= China Food TV =

Chinese cooking television network based in Qingdao

China Broadcast & TV Culture (Qingdao) Co, Ltd (青岛广电中视文化有限公司 Qīngdǎo Guǎngdiàn Zhōngshì Wénhuà Yǒuxiàngōngsī) is a television production company in China. It operates China Food TV (CFTV, S: 中华美食频道, T: 中華美食頻道, P: Zhōnghuá Měishí Píndào), a digital pay television channel focusing on cooking shows. The corporate headquarters is in Office 214, Building G3 of the South City Software Park (市南软件园 Shìnán Ruǎnjiànyuán) in Qingdao, Shandong.

China Food TV is aired nationally across mainland China, and the CFTV company is the largest food show production agency in mainland China. The CFTV company produces about 60 minutes of self-made food shows daily. Édouard Cointreau serves as the honorary president of CFTV.

==History==
The CFTV company, a joint-stock and program operating company, was established on January 18, 2001. The Qingdao Broadcast and Television Bureau (青岛广播电视局 Qīngdǎo Guǎngbō Diànshì Jú) invested in CFTV during its structural reformation. The first show produced by the company was the Man-Han Style Banquet, which was broadcast on China Central Television (CCTV) and Qingdao TV.

The State Administration of Radio, Film, and Television (SARFT) permitted the company to establish its own national pay television cable channel. The channel was officially launched on November 8, 2005.

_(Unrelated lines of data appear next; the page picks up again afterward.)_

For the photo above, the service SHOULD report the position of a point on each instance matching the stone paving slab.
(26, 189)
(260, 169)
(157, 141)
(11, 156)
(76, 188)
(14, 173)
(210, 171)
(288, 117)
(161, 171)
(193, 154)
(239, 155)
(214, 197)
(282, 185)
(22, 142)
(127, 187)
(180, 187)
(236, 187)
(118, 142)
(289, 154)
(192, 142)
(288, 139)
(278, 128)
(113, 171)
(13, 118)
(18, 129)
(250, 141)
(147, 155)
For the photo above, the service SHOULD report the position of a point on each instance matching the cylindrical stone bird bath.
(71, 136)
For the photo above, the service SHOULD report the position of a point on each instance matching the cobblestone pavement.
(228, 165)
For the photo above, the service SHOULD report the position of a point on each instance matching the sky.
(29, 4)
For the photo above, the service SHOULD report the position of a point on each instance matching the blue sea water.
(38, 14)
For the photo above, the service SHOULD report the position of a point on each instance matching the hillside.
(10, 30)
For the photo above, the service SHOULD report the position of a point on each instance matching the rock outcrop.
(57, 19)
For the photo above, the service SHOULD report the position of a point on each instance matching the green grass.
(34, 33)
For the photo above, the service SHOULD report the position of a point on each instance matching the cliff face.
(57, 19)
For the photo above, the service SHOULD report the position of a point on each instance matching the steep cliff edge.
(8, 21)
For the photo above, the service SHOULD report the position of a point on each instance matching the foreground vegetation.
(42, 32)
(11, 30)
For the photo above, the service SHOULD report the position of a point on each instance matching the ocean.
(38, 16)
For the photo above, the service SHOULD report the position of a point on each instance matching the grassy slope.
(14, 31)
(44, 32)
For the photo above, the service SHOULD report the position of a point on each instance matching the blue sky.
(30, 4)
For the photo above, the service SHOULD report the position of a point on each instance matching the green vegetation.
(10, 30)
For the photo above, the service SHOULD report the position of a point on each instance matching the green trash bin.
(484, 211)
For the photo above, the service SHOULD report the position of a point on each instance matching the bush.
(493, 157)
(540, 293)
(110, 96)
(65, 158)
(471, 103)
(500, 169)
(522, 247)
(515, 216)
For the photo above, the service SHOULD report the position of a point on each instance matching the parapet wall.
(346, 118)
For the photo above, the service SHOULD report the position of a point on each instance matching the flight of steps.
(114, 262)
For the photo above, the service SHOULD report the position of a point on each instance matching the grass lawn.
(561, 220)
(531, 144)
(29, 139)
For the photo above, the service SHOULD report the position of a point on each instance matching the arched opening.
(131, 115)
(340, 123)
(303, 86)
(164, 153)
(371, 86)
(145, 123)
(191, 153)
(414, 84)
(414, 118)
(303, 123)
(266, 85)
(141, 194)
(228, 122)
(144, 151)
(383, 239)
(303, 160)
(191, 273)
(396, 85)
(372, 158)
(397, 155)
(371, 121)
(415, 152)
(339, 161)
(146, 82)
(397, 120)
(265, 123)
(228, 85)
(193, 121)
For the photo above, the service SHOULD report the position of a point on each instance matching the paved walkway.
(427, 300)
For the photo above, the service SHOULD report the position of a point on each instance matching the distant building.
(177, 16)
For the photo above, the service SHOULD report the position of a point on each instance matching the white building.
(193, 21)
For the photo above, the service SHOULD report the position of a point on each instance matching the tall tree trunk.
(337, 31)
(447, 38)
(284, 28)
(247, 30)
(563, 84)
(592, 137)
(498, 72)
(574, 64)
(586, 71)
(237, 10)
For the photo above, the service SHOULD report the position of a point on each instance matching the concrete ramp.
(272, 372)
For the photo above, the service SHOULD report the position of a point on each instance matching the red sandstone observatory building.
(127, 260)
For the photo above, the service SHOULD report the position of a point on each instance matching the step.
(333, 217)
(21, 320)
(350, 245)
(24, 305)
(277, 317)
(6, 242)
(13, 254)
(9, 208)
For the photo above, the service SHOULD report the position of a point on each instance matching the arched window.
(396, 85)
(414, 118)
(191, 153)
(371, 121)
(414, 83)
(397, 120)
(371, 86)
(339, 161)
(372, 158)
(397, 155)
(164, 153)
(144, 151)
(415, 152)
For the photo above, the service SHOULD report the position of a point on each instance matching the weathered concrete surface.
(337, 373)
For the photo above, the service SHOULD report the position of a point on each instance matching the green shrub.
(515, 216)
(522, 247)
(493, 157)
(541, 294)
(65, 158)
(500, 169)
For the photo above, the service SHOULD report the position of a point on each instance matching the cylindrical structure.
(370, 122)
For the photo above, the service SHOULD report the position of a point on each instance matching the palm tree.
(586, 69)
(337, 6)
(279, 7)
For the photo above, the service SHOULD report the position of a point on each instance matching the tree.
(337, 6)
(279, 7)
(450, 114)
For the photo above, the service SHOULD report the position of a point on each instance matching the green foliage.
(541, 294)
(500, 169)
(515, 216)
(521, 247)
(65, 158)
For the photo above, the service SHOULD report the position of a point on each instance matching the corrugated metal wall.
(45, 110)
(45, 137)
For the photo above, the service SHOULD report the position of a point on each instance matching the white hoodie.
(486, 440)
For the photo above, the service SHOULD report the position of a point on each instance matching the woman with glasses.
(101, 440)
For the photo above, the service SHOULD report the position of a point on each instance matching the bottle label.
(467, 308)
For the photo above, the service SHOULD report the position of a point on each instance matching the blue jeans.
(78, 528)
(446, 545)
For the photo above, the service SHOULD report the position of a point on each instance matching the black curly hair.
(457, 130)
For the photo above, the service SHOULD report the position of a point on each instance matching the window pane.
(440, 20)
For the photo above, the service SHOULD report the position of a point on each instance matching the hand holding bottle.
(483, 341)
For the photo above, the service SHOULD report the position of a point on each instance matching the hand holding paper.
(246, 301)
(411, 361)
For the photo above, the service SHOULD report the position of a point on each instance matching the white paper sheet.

China Food TV sponsors the "Mid-Autumn Food Festival" and the "Sino-German Food Dialogue", two events that occur during the Asia-Pacific Weeks (Asien-Pazifik-Wochen, APW) celebration in Berlin, Germany.

The Chinese version of the channel ceased broadcasting on 1 April 2025; the US version, China Food TV USA, will continue broadcasting for the foreseeable future.

==Programs==
The first show produced by the company was the Man-Han Style Banquet (滿漢全席 Mǎn Hànquánxí, referring to the Manchu Han Imperial Feast), which was broadcast on China Central Television (CCTV) and Qingdao TV. China Food TV and China Central Television had jointly organized the program, and released many derivative products. For instance they used "leftovers" from the Manhan Quanxi shooting process so they could create "teaser trailer" programs. Therefore, the fame resulting in the brand effect would increase. China Food TV airs reruns of the programs and created recorded copies, compilations, and derivative books and video discs. For instance China Food TV created Meiri Yi Cai (A Dish Every Day) and Manhan Quanxi - Quanguo Bengren Dianshi Leitai Sai (Manchu Han Imperial Feast - National Cooking "Leitai" Competition on Television). Wang Qitai (王琪泰 Wáng Qítài) of the Taizhou Broadcast and Television Bureau said that the marketing took a "three-dimensional manner" so brands could be marketed to domestic mainland Chinese audiences.

Little Fatty's Food Diary (小胖美食日记 Xiǎo Pàng Měishí Rìjì) is a Chinese cooking show produced by China Food TV and hosted by Qian Zhijun. The program began broadcast from a television station in Qingdao, Shandong on January 29, 2007. The show's production was scheduled for 365 episodes. 52 guests were scheduled to appear on the program with Qian. Qian attended the contract signing ceremony in Qingdao on January 29, 2007. Around that period, Qian recorded two special programs which were broadcast on China Food TV and the Manhan Quanxi Food Entertainment Website. The program aired on mainland Chinese televisions. The program was also broadcast on Sohu, one of China's major web portals.

==China Food TV USA==
Qingdao, World Channel Inc. and CFTV partnered to establish China Food TV USA (CFTV-USA, T: 美洲中華美食頻道, S: 美洲中华美食频道, P: Měizhōu Zhōnghuá Měishí Píndào), a 24-hour Chinese food cooking network in the United States. It was scheduled to begin on February 1, 2011, coinciding with the Chinese New Year period. The programming airs in New York City, Los Angeles, the San Francisco Bay Area, and the Sacramento Valley. The operating company, World Channel Inc., has its offices in Brisbane, California.

In the San Francisco Bay Area the programming airs on digital channel KMTP 32.2. In Sacramento it airs locally on station KBTV-CD 8.1, which is a Crossings TV affiliate. Crossings TV is also aired throughout the Central Valley of California on Comcast channel 238 and in Greater New York City as Time Warner Cable Channel 503. In the Los Angeles area CFTV USA airs on digital channel KNLA 20.3. People not living in the New York, Los Angeles, San Francisco, and Sacramento areas may watch CFTV USA through IPTV.

The programming is in Mandarin and Cantonese. The programming includes Man-Han Style Banquet and Little Fatty's Food Diary.